SFTP → Composer (Airflow) → GCS → BigQuery
- Difficulty: Intermediate
- Tech stack: Airflow/Composer, SFTP (SSH), GCS, BigQuery
- Estimated time: 1-2 hrs
Overview
Composer runs an Airflow DAG on a schedule (or trigger). Tasks connect to the vendor’s SFTP using key-based auth, pull new CSV/JSON, place them in a raw GCS bucket, validate (naming, row counts, optional schema), then load into BigQuery staging/partitioned tables. Success moves files to an archive; failures raise alerts. DAG parameters (SFTP path, GCS prefix, BQ table) make the same flow reusable across vendors.
Outcome
- Secure, parameterized vendor file ingestion managed by Composer.

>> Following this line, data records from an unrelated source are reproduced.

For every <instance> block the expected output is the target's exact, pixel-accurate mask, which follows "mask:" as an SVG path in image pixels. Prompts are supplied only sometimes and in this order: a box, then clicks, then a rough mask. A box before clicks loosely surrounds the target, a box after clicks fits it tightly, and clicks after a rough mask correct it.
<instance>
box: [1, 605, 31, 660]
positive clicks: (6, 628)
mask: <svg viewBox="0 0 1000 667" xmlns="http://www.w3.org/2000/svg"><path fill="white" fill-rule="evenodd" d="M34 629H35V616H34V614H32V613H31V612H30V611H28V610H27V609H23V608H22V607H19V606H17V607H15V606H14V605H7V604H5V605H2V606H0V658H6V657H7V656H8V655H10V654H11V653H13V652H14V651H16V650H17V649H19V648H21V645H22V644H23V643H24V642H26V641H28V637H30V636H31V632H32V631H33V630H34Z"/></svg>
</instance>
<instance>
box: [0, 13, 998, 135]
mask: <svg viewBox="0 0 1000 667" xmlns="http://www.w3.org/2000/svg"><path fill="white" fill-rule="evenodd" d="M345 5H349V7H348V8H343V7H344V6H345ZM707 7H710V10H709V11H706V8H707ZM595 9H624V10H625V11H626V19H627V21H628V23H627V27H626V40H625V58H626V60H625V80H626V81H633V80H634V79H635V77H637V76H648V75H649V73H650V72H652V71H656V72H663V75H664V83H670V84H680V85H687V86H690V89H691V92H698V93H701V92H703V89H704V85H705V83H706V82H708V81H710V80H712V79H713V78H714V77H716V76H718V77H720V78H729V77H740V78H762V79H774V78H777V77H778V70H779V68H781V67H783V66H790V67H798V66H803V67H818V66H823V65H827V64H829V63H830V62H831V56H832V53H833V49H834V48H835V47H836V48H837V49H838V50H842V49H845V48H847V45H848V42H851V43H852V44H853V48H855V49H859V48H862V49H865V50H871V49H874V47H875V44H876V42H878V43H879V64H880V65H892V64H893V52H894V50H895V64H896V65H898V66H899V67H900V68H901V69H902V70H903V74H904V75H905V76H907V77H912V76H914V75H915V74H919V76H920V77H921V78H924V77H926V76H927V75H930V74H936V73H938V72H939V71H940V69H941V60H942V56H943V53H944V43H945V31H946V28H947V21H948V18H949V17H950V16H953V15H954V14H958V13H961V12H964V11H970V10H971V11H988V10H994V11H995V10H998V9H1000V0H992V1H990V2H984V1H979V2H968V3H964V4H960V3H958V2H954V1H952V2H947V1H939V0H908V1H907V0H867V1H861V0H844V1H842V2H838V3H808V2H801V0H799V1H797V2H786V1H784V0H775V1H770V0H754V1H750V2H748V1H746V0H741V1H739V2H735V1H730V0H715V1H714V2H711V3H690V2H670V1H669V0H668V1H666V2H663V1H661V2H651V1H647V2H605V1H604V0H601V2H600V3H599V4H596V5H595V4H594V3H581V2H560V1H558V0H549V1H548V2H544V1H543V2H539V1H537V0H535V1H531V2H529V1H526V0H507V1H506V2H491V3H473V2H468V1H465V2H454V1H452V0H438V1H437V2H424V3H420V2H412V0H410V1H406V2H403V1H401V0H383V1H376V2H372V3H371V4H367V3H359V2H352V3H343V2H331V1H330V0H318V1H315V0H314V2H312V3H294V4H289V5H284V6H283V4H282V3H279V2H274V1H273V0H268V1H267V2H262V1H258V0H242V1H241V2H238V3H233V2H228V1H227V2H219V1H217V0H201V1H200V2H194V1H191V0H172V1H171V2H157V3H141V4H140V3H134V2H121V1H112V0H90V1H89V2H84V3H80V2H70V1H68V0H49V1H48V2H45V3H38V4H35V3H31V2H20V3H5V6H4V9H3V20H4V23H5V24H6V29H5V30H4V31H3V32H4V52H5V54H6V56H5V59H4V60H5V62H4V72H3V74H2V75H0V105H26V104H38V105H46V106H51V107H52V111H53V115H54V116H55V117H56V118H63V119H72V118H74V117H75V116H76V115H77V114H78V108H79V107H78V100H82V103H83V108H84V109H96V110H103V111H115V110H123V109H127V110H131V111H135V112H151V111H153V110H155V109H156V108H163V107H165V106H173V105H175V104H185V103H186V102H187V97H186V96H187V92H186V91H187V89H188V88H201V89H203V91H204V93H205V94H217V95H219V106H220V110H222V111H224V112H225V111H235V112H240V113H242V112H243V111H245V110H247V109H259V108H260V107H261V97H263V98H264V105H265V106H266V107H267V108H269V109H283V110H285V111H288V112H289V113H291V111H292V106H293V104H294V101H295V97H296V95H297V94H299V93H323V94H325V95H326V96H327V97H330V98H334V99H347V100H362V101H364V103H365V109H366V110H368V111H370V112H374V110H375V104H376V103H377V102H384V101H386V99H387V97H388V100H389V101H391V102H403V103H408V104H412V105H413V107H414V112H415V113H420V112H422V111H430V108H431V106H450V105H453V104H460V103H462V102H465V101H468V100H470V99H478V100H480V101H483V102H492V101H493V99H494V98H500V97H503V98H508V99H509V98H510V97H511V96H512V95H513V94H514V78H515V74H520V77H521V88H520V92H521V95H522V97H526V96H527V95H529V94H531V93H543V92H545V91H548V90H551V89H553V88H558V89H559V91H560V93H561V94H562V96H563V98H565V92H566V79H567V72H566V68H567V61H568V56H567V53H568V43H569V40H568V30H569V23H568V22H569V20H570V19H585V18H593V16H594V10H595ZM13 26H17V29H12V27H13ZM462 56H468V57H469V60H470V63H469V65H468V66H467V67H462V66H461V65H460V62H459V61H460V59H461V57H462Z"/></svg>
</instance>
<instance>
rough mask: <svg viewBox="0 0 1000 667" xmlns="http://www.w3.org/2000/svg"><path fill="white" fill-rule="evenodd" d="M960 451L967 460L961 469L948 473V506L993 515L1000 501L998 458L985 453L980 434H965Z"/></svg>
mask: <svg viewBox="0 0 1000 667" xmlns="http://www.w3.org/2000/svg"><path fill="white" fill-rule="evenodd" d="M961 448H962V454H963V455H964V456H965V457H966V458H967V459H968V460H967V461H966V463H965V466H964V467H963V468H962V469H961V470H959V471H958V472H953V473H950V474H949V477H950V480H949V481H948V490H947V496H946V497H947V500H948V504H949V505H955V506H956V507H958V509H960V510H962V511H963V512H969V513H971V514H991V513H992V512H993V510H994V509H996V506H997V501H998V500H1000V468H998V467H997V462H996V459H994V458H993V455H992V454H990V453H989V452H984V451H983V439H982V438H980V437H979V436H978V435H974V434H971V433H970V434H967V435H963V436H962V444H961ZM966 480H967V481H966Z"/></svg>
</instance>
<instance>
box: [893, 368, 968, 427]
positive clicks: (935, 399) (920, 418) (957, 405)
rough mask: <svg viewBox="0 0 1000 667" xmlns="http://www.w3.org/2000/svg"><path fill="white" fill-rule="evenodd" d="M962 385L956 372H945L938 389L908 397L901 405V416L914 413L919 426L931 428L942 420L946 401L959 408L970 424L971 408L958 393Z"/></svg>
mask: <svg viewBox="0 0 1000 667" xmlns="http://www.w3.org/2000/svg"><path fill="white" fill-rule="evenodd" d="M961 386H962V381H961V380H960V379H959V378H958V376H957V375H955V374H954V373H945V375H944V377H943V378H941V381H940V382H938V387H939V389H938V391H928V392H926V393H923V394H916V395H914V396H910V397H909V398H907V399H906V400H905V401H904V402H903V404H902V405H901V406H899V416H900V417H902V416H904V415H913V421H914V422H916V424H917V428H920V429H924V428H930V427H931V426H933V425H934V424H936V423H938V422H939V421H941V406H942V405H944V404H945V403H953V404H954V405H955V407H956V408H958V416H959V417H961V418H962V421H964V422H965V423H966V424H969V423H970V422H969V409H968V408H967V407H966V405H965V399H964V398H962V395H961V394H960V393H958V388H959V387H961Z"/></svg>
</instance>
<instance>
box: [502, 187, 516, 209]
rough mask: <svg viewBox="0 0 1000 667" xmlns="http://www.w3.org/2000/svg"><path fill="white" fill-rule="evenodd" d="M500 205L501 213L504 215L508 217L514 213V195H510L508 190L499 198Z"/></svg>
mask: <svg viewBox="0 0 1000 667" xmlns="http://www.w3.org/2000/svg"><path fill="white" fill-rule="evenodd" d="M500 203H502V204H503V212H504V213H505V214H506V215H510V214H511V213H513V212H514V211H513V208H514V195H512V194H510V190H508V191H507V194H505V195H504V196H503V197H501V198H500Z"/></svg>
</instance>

- Reliable loads to BigQuery with schema/row checks and partitions.
- Operational hygiene: archiving + failure notifications.
What you’ll build
-
- Connects to SFTP (key-based), fetches new files, and lands them in GCS.
- Runs validations (naming, schema/row count).
- Loads to BigQuery staging/partitioned tables.
- Archives source files after success; alerts on failure (email/Slack).
- Reusable DAG params to support multiple vendors/paths.